これまでの遍路はすべて厳冬であったり、猛暑であったり、あるいは台風の下であったりした。だからすれ違う人も少なく札所で会う人もそれほど多くはなかった。
だが、今回は・・・・・オンシーズンである。
今は遍路が一年のうちで一番多いGWだ。
だからたくさんの人に出会えるだろう、友だちがたくさんできるだろう。
そう思う私の横を多量のダンプが通り過ぎていった。これは友達にはなられへんな。
その直後幾台かの乗用車が軽やかに上っていった。
私は歩いている。小さな虫さえも宙を飛んでいるというのに。
この坂を上っている生き物の中で最もゆっくりと進んでいるのが自分だということに、ふと気付いた。
まだ7時過ぎだというのに、太陽はもう高い位置にあるようだ。確証はもてない。認めたくはないけど、太陽を隠す分厚い雲がたしかにそこにはあるからだ。そしてそれは雨雲に見えた。これだけは確かな事実のようだ。
まだ誰とも会わない。
一人である。
一人である。むしろ独りと書くほうがいい感じだ。
お遍路さん、みんなはやめたのかな?
それ以前に、この四国を旅する人がいなくなったのかな?
やがて、稜線は目の下に消え、かわりに視野に占める空の範囲が多くなってきた。そして視界が広がったとき、こんな光景が広がっていた。
7:32 七子峠、登頂(?)
ふりかえるとさっき登ってきた国道が眼下に広がっている。厚い雲に阻まれた灰色の光線がその景色を、悲しさを連想させるくすんだ色に変えていた。
七子峠の頂上で、昨日買っておいたおにぎりを食べる。一晩をリュックの中で過ごしたおにぎりはパサパサになっていた。だがそれも気にならないくらいに私の心が乾き始めていた。
「もしかしたら、この国道がよくないのかも知れないな。」車優先のその道を歩きながら考えた。私の神経を逆なでするかのごとくに、車の量が加速をつけて増えていた。チャンスがあれば、田舎道にはいってしまおう。
悪いときには悪いことが重なるものだ。
雨が降ってきた。手の甲に水がのっている。
みると道の傍らに屋根付きの休憩所があった。そして一人の地元の人らしきおっちゃんがすわっていた。体は疲れてはいないけど、何かにすがるようにその下へはいった。
私がリュックをおろしたと思ったとたん、そのおっちゃんはタバコの吸殻をもみ消し、その吸殻はそのままイスの上においたままにして立ち去っていった。余計淋しくなった。

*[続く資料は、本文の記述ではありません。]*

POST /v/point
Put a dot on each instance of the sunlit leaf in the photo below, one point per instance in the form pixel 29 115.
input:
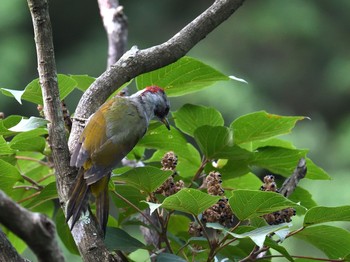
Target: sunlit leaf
pixel 321 214
pixel 253 203
pixel 118 239
pixel 257 235
pixel 189 117
pixel 302 196
pixel 333 241
pixel 66 85
pixel 216 142
pixel 278 160
pixel 269 242
pixel 187 75
pixel 29 124
pixel 315 172
pixel 5 148
pixel 7 123
pixel 262 125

そういえば、昨日出発して以来誰ともしゃべっていない。
休憩にならない休憩を切り上げ、再び歩き出した。
また国道を行く。
視線の左側にこんなものが見えた。
地元の方が設置してくれた休憩所のようだ。遍路マークがはいっている。ここなら誰かがいるかもしれない。遍路同士なら話もしやすい。誰か、いるかな?迷わずドアを開けた。
「こんにちは!」
お遍路さんの荷物がある。でも、人の姿はない。しばらく待ってみたけど、誰も戻ってこなかった。私は一人で歩き出した。
2004年5月2日にここにおられた方は誰だろう?
知りたい。私はあなたと話したかった。
なつかしのへんろっちが左をさしている。曲がり角をゆく。
道は急に狭くなりこんな素敵な光景を私に与えてくれた。
なんかええなあ、この踏み切り。実にのどかである。なんちゃってではあるが一応「都会」に住んでいる私は、こんな川を臨んだ単線に心を和まされるのだ。
さらに道は細くなり、田舎道に包まれている自分がいた。
どこを向いても小さな生き物が息づいているのが見えた。
「春やな。」思わず口から出た。誰にも話しかけられない寂しさもあった。だが、この言葉を口にしたときひどく驚愕した。
季節を植物から感じている自分がいる。
これまでの私は季節は「仕事の行事」から知らされるものだった。辞令をもらった段階で春の始まり。夏季特休の申請があったら夏。そんな非人間的な生き方で何年も来ていた。
孤独に身をおかれたことで、逆に自分が小さな生き物に包まれていることに気付かされた。
喜んでいいのだろうか。
そういえば夏の遍路では虫の声で一日の動きをキャッチしていた。
いろんな私の思いをよそに、道はアスファルトを捨て、土の道へと帰っていった。
そしてその横には遍路道を示す看板があった。
なんという美しい光景だろうか。
自然道と遍路看板が一つの景色に存在し、そしてそこはこれから私が歩く道なのだ。
心が次第に浄化されていくのがわかった。
でも、少しだけ、ほんの少しだけ、人恋しさがまだ残っていた。